DSC05912.jpgMarque d’intérêt supplémentaire, nous avons même eu la visite du candidat du Modem et de l’Alliance centriste qui nous ont félicité pour cette expérience qui donnera sans doute envie à d’autres formations politiques. Une expérience donc à reproduire. Un dernier mot à propos de la presse. Le jour même, nous avions eu droit à un articulet, annonçant notre débat public, en Une du Canard enchaîné. Honneur suprême pour le fidèle lecteur du volatile que je suis depuis plus de 25 ans. Une remarque toutefois, le journaliste qui avait rédigé ces quelques lignes, évidemment moqueuses, avait directement plongé sa plume dans l’encrier des socialistes locaux. Dommage. Mes longues antennes dans la section socialiste m’ont confirmé depuis que c’est là qu’avait été inspiré ce petit article moqueur qui affirmait que j’avais l’insolence de faire un débat avec l’UMP dans le 12e sans inviter la candidate socialiste. Pas de bol pour le volatile, c’est faux. Lorsque je me suis adressé à Charles Beigbeder par courrier il y a dix jours environ, j’avais bien pris soin d’adresser quasiment la même lettre à la candidate socialiste qui n’avait pas jugé bon de me répondre par écrit. Ce que je raconte là est public et vérifiable. C’est dans Le Parisien que j’ai appris qu’elle ne voulait pas débattre avec moi. C’est son droit. Mais, alors pourquoi le Canard enchaîné déforme-t-il la réalité ? Qui lui a menti ? D’où vient la fausse information qu’il publie ? C’est de peu d’importance me direz-vous.

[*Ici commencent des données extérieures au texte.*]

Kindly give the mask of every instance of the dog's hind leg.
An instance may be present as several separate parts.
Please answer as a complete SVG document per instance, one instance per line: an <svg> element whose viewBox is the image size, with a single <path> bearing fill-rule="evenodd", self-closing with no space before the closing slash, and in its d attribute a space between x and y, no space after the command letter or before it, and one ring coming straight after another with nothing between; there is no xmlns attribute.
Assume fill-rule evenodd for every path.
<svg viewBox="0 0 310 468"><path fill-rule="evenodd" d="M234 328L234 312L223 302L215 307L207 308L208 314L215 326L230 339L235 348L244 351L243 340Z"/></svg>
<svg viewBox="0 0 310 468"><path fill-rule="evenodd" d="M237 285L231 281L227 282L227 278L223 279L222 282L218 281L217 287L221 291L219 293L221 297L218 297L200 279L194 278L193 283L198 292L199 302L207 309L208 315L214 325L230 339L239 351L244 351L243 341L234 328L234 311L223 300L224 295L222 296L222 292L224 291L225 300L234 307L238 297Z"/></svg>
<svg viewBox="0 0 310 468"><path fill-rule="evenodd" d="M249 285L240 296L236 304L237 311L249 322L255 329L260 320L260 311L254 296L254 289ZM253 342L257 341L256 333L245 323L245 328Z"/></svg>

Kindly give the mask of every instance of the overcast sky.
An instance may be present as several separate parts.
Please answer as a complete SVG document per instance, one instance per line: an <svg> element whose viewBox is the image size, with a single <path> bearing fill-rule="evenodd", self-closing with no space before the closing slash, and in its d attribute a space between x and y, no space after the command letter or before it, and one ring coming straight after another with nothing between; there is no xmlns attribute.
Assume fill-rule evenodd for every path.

Certes. Mais je n’aime pas l’idée que mon hebdomadaire satirique favori ne devienne qu’une petite caisse de résonance des médisances socialistes contre le Front de Gauche. Et, si cette petite information qui me concerne est fausse, qu’est-ce qui me garantie que le reste que l’on peut lire dans les huit pages de l’hebdomadaire est exact ? J’invite donc le Canard enchaîné à être plus rigoureux, sans quoi c’est son plumage qui se ternit.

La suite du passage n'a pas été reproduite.